I’ll be following The Sunday Post’s survey on winter football with interest.
From my own personal experience, I’d warn that this is a subject in which the traditionalists won’t yield without a fight.
Fifteen years ago, while working as an agent and media pundit, I felt passionately enough about the subject to compose and send a letter to Roger Mitchell, then the SPL’s Chief Executive.
Have your say on summer football hereAt the time, the SPL operated a one-month break which begun immediately after the New Year games.
But when I did my own research, I found that 90% of the total number of postponements occurred in either January or February. Because of that, I argued the sensible thing to do was have a two-month break.
Clubs need to play a certain number of fixtures for their financial stability. To ensure they were able to do so, I proposed the season start early and finish late.
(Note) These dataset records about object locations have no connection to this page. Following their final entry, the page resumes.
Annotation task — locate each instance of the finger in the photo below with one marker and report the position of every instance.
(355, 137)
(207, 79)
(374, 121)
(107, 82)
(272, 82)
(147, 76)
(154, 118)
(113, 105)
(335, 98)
Under my proposal, the first half of the campaign would run from July to the end of December and the second from March to June.
Players would still get a summer break, but it would be reduced to around five weeks.
The response was good, initially at least. Roger wrote back to me and told me the SPL were impressed by what I had to say. They had decided to form a committee and wanted me to come along and make a personal presentation to a Hampden Park meeting of SPL members. I was happy to do so.
To be honest, I expected to get a lot of stick because I know a lot of people are actually fans of winter football.
There is an argument that games actually give people the chance to get out of the house when otherwise they might be cooped up for days. And that going to the game gives them a chance to socialise with friends out in the fresh air.
I follow that logic, but football is an entertainment and players need decent surfaces on which to perform to their full capabilities. They also should not be put at undue risk of injury by the conditions.
As it turned out, the committee members and I remember Campbell Ogilvie and Willie Miller were both there could not have been more appreciative of my proposals.
The response was universally supportive, and I left genuinely optimistic change could be coming.
I was right but not in the way I thought.
At the end of the 2000-01 season, the winter break was SCRAPPED!
Alex McLeish accused the SPL of taking the game back to the Dark Ages. Martin O’Neill and Walter Smith were among those who would later call for it to be reinstated.
Personally, I got no explanation whatsoever as to why the decision was taken.
My suspicion was that some clubs hated the break in their income. It seemed they never wanted the winter break in the first place, and never really stopped lobbying against it.
The current system is a compromise, in that it allows clubs to postpone a fixture and nip abroad for some warm-weather training. Those who don’t are free to carry on playing.
The reality, though, is that only Celtic choose to jet off, and in the past three years they have been to the far south of Spain, Turkey and Gran Canaria.
And while that remains the case, those pushing for change will have their work cut out for them just as I had.